The Federal Reserve primarily shapes US monetary policy, with mandates to achieve price stability and full employment. Interest rate adjustments are their main tool, impacting the US Dollar. Raising rates tends to strengthen the Dollar as it attracts international funds, while lowering rates can weaken it.
Federal Open Market Committee Meetings
The Federal Open Market Committee (FOMC) of the Fed holds eight policy meetings annually. These sessions involve assessments of economic conditions and subsequent monetary policy decisions by twelve Fed officials.
Quantitative Easing (QE) is used by the Fed in times of crisis to increase credit flow. By printing money to buy high-grade bonds, QE generally weakens the US Dollar. Conversely, Quantitative Tightening (QT) stops bond purchases and is usually positive for the Dollar’s value.

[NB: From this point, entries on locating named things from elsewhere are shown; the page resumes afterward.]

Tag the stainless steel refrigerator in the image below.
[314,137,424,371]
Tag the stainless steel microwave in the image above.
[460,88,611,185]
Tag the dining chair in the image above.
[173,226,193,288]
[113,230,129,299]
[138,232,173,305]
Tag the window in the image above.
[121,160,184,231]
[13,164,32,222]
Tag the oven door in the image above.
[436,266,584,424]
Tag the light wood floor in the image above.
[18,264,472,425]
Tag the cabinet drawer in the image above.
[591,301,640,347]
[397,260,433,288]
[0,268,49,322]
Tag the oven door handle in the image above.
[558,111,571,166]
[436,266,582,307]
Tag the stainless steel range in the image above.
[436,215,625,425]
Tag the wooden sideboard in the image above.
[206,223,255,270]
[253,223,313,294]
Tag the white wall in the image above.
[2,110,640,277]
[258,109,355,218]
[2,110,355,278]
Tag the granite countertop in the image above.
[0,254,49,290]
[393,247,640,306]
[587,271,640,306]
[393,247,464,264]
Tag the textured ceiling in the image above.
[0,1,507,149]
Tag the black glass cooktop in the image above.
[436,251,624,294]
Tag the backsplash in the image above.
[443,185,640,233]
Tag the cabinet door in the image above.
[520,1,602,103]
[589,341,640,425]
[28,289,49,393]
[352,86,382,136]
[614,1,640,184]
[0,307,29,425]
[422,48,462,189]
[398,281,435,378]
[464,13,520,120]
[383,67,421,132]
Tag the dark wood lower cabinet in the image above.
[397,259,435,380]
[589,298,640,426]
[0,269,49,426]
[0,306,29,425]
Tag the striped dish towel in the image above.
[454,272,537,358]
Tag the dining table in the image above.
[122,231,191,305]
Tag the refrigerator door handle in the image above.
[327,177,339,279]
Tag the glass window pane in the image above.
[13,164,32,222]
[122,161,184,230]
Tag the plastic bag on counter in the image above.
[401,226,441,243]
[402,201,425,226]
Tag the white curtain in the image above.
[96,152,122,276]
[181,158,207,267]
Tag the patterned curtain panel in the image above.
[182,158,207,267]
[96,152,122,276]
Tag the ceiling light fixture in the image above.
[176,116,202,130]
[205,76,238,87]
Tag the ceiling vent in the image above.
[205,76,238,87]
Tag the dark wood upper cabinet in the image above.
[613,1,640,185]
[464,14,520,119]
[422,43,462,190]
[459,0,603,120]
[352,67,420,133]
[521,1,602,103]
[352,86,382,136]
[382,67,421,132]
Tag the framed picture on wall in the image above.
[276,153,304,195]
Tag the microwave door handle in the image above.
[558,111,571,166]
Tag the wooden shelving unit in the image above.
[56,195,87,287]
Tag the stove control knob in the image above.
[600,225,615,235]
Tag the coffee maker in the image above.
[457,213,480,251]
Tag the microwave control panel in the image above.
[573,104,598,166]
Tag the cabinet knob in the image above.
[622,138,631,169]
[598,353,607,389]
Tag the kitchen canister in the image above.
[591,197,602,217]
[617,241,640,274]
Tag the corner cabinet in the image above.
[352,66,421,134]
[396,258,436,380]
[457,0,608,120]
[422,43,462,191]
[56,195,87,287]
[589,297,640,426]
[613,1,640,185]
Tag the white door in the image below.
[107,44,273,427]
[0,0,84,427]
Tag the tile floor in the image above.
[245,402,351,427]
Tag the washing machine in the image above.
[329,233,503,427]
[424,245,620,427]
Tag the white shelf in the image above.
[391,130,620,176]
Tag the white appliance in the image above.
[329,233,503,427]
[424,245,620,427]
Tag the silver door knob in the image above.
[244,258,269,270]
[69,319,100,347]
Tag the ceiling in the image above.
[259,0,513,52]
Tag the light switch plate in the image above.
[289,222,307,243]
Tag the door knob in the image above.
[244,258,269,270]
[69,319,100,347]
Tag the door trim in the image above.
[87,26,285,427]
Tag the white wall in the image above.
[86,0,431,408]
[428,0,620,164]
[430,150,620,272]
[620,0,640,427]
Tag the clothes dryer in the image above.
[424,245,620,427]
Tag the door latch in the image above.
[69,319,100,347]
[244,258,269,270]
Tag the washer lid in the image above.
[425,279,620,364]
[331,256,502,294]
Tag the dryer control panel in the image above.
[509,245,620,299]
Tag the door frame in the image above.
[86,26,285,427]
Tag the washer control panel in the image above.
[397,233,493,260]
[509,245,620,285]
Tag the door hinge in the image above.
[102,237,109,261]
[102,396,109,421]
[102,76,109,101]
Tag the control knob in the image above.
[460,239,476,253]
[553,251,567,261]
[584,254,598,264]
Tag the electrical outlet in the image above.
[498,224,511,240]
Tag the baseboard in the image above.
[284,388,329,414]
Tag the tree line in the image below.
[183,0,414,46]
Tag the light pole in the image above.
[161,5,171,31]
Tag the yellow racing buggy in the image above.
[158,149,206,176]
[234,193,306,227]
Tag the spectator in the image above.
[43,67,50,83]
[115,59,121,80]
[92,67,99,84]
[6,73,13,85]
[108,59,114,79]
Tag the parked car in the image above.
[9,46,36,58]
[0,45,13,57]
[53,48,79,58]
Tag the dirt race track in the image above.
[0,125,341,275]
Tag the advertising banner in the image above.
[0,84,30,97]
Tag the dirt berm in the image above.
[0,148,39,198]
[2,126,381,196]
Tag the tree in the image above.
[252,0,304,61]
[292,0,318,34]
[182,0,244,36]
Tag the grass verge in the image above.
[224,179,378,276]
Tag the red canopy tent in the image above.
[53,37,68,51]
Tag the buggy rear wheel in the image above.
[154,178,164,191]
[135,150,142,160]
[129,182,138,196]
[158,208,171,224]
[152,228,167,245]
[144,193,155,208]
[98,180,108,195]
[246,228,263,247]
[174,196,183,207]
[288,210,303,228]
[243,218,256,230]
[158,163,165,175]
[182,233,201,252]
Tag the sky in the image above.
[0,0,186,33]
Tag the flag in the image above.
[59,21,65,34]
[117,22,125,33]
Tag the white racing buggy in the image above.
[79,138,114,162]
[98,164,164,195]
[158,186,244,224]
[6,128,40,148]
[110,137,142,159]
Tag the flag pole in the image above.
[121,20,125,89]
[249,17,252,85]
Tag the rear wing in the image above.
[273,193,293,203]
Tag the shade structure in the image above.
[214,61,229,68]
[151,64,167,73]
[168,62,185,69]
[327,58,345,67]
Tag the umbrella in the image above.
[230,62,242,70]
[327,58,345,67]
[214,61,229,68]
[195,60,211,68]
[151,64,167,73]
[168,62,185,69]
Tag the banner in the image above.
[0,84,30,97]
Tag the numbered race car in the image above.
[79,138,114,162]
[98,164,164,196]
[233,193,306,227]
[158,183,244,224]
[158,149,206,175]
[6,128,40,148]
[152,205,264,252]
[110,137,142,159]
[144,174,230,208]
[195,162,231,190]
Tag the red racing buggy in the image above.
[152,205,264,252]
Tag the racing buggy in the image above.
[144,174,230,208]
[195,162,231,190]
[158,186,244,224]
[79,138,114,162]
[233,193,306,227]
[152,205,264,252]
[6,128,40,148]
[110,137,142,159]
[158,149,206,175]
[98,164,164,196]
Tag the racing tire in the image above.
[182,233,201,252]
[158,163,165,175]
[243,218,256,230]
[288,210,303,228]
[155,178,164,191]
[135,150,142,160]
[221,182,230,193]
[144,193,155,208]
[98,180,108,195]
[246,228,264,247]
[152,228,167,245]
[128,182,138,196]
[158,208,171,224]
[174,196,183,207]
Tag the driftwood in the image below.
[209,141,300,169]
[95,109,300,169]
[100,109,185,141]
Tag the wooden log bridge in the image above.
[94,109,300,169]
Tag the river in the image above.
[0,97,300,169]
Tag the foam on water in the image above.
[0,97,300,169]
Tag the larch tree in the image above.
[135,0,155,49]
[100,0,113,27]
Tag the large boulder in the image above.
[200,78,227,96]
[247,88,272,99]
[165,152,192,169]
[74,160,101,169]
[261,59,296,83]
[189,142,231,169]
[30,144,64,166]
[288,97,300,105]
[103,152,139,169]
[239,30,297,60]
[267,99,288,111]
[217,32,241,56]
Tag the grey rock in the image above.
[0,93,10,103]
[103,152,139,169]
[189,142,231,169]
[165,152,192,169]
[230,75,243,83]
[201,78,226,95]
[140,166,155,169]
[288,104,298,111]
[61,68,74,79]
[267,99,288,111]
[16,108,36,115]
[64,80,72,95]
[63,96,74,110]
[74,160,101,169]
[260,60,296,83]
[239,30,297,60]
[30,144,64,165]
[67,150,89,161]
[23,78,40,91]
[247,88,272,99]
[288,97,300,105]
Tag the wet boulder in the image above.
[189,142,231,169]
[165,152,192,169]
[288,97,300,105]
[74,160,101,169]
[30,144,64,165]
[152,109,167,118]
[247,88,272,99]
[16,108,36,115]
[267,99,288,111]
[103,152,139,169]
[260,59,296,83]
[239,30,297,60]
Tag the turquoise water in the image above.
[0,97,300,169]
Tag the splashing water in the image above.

Monetary policy content may involve uncertainties and is for informational purposes only, not as investment advice. Independent research is recommended before investment decisions involving potential risks and losses.
Calls for Interest Rate Cuts
We are observing renewed calls from the administration for the Federal Reserve to implement further interest rate cuts to stimulate the economy. The Fed has already lowered the Fed Fund Target Range to its current 3.75%-4.00% over the past year. However, the market is largely anticipating the Fed will hold rates steady at its next meeting.
The central bank’s hesitancy is understandable given the latest economic statistics. The June 2025 Consumer Price Index (CPI) report showed inflation at 2.8%, which is still meaningfully above the Fed’s 2% target. While Q2 GDP growth came in at a modest 1.9%, it does not signal an urgent need for stimulus, giving the FOMC room to wait.
This situation feels somewhat familiar, yet different from what we saw in the past. We can look back to mid-2019 when the administration at the time was also pushing for rate cuts, but that was against a backdrop of much stronger 3.0% GDP growth. The current economic footing appears less secure, making the Fed’s decision more complex.
For derivative traders, this tension between political pressure and economic data creates volatility opportunities in the U.S. Dollar. With the US Dollar Index (DXY) hovering around 104, a surprise dovish statement could send it lower, while a firm, hawkish hold could cause a rally. We believe that purchasing long straddles or strangles on currency ETFs, like UUP, could be a prudent way to position for a sharp move without betting on the direction.
We can also look directly at interest rate futures to express a view on the Fed’s next move. Contracts for Secured Overnight Financing Rate (SOFR) futures currently reflect the high probability of a rate pause through the next quarter. If one anticipates the Fed will bow to pressure and signal a surprise cut, buying these futures could be profitable.